The Cato Institute has released a poll on self-censorship conducted by the highly respected YouGov survey unit that finds 62 percent of Americans say they have political opinions they are afraid to speak because they fear giving offense or losing their jobs. Moreover, as the reports notes, this represents an increase from the last such poll taken in 2017: “The share of Americans who self‐​censor has risen several points since 2017 when 58% of Americans agreed with this statement.”

The internals of this poll are more striking than the headline 62% number, as this first chart reveals. Notice that it is only “strong liberals” (these would be college faculty and far-left activists and young media types) who say they do not fear giving offense from their views:

Significant that even a majority of liberals now say they practice self-censorship. And as indicated, even “strong liberals” have seen an increase in self-censorship since 2017, as this chart shows:

 

One error of the construction of this survey is obvious from the categories here. It is clearly wrong to think of liberalism as a continuum: the people described here as “strong liberals” are not liberal at all, but are profoundly ill-liberal. This is what weak-minded “moderate” liberals either don’t understand or are too cowardly to admit or do anything about.

A number of people the last few weeks and months have been drawing our attention not only to Orwell’s 1984, but specifically Lionel Trilling’s perceptive review of the book in The New Yorker back in 1949 (when The New Yorker was worth reading). This passage is worth putting down in your copybook:

Orwell tells us that the final oligarchical revolution of the future, which, once established, could never be escaped or countered, will be made not of men who have property to defend but by men of will and intellect, by “the new aristocracy . . . of bureaucrats, scientists, trade-union organizers, publicity experts, sociologists, teachers, journalists, and professional politicians.”
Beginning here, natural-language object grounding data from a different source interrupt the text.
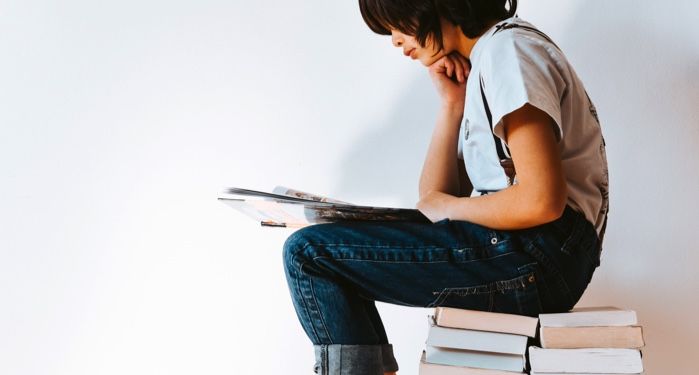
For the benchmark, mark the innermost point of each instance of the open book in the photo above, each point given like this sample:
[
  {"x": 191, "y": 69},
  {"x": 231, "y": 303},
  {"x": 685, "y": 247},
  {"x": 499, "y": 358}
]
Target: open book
[{"x": 286, "y": 207}]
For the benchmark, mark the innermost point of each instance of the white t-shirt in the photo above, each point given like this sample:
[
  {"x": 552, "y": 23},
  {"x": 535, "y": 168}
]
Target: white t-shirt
[{"x": 520, "y": 66}]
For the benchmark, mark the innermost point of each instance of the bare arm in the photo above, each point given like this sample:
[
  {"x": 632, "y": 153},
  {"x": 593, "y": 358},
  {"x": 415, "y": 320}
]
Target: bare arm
[
  {"x": 538, "y": 197},
  {"x": 465, "y": 185},
  {"x": 440, "y": 171}
]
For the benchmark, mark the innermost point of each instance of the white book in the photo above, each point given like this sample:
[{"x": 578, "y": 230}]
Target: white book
[
  {"x": 586, "y": 361},
  {"x": 590, "y": 317},
  {"x": 486, "y": 321},
  {"x": 427, "y": 368},
  {"x": 467, "y": 339},
  {"x": 476, "y": 359}
]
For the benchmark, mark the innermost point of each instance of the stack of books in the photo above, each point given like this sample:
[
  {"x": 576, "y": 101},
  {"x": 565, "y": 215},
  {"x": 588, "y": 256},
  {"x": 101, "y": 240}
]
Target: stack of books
[
  {"x": 593, "y": 340},
  {"x": 467, "y": 342}
]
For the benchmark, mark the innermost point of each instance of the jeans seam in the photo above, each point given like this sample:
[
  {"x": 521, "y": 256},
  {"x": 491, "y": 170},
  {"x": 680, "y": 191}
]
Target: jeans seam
[
  {"x": 303, "y": 297},
  {"x": 410, "y": 261},
  {"x": 322, "y": 321},
  {"x": 551, "y": 268},
  {"x": 300, "y": 293}
]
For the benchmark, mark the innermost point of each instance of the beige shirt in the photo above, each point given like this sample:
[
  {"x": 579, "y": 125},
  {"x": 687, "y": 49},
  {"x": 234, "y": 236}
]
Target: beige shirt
[{"x": 520, "y": 66}]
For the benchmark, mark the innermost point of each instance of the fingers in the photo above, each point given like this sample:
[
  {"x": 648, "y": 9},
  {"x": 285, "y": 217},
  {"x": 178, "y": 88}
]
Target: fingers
[{"x": 457, "y": 66}]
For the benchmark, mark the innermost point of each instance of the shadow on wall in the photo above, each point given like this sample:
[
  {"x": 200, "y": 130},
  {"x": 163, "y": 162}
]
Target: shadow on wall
[
  {"x": 385, "y": 163},
  {"x": 641, "y": 67}
]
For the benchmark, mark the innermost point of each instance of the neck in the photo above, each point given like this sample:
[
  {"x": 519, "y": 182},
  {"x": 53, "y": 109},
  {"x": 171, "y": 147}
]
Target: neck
[{"x": 465, "y": 44}]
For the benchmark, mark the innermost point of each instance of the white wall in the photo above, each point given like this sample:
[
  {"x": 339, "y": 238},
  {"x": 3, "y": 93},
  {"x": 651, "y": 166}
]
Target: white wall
[{"x": 122, "y": 120}]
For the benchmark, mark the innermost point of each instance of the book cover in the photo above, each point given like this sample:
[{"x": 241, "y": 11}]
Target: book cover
[
  {"x": 630, "y": 337},
  {"x": 475, "y": 359},
  {"x": 486, "y": 321},
  {"x": 293, "y": 208},
  {"x": 465, "y": 339},
  {"x": 593, "y": 360},
  {"x": 590, "y": 317},
  {"x": 427, "y": 368}
]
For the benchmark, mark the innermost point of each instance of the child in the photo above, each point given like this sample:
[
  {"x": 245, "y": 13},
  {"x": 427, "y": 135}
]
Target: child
[{"x": 530, "y": 237}]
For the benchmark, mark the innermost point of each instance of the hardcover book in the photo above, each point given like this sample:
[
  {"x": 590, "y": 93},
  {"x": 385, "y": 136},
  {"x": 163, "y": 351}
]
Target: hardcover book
[{"x": 286, "y": 207}]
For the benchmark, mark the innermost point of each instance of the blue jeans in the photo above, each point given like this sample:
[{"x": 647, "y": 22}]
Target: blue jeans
[{"x": 336, "y": 272}]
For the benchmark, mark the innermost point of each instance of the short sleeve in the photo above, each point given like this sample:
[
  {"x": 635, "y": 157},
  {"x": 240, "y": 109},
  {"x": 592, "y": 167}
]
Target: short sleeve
[{"x": 517, "y": 70}]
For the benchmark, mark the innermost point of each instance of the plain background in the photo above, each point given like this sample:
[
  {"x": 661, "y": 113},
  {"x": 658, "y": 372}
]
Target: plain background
[{"x": 121, "y": 121}]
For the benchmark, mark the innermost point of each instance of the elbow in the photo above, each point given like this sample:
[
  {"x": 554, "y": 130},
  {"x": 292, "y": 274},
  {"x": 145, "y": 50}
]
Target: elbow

Then Trilling quotes directly from 1984:

These people [says the authoritative Goldstein, in his account of the revolution], whose origins lay in the salaried middle class and the upper grades of the working class, had been shaped and brought together by the barren world of monopoly industry and centralized government. As compared with their opposite numbers in past ages, they were less avaricious, less tempted by luxury, hungrier for pure power, and, above all, more conscious of what they were doing and more intent on crushing opposition. The last difference was cardinal.

Today “monopoly industry” would be our increasingly censorious tech oligarchs and the major media along with our uniform universities.